I began to feel panicky. I only had a crib, a mattress, and a blanky. Yes, there are numerous boxes of years’ worth of boys clothing in the attic. But we don’t know if we’re even having a boy.
I had nary a nappy or bottle or binky in the house and I was 32 weeks along. Although I thought it possible that people might offer up stuff via a shower or queries, time was running out. And I was woefully behind in my nesting preparation.
This is where I had an “episode”. Did we have enough money? What did I actually need? Were people going to help? Did anyone really care? Numerous worries compiling in my head. My husband calls this the shotgun effect.
You can worry or you can do something to abate the worry. Only the latter will make a difference. If you really want to worry, make sure you put enough things on your plate to feel really overwhelmed. And definitely don’t break down and make a list of action steps toward alleviating the worry. Pay the worries the respect they need to fester. “It’s still your choice. Always has been.
As I had paid the bills, we had “extra” money (Maryland quarterlies be damned). And we planned a trip to Target. My swollen leg and my lack of car had me seated for that week prior so I typed up lists. There’s a ‘Bag for the Hospital’ list and a ‘Need for the Baby/ Nursery’ list. There’s also a ‘People Who Will Help after the Baby Arrives’ list. The lists helped me feel more prepared.

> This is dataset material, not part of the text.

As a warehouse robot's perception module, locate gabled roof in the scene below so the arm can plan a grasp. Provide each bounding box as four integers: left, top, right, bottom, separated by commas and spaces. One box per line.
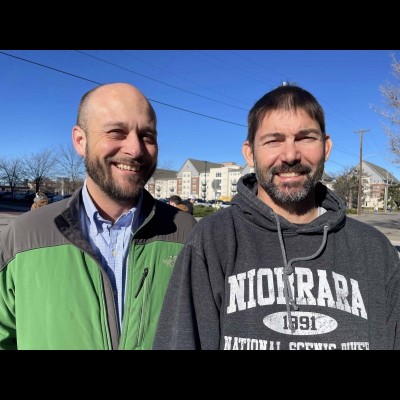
363, 160, 399, 184
187, 159, 224, 173
152, 169, 177, 180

We hit the Target on Saturday. When I had filled the cart up, Mark looked at me and asked, “Do we have enough nest for all that nesting?” Sadly, a good chunk of the haul was just stuff for me. Like granny underwear and socks that don’t cut into my swollen calves, and nursing tops for the aftermath. Happily, most of the baby wear was on clearance.
This process revealed an important fact; you need to show up for you first. If you’re absent from your life and wonder why you feel abandoned, consider how to best show up for yourself and then do so. Funny how we can stand back and wonder where everyone is and forget to include ourselves in this equation. Party of One is still a party.
We’re planning a meet the baby party after the birth. People will be able to actually see the fabulous blessing in person. And will most likely be relieved to know what gender of child to shop for were that necessary. Meanwhile, I am just glad to have that pile of stuff upstairs. Now if only that crib would paint itself.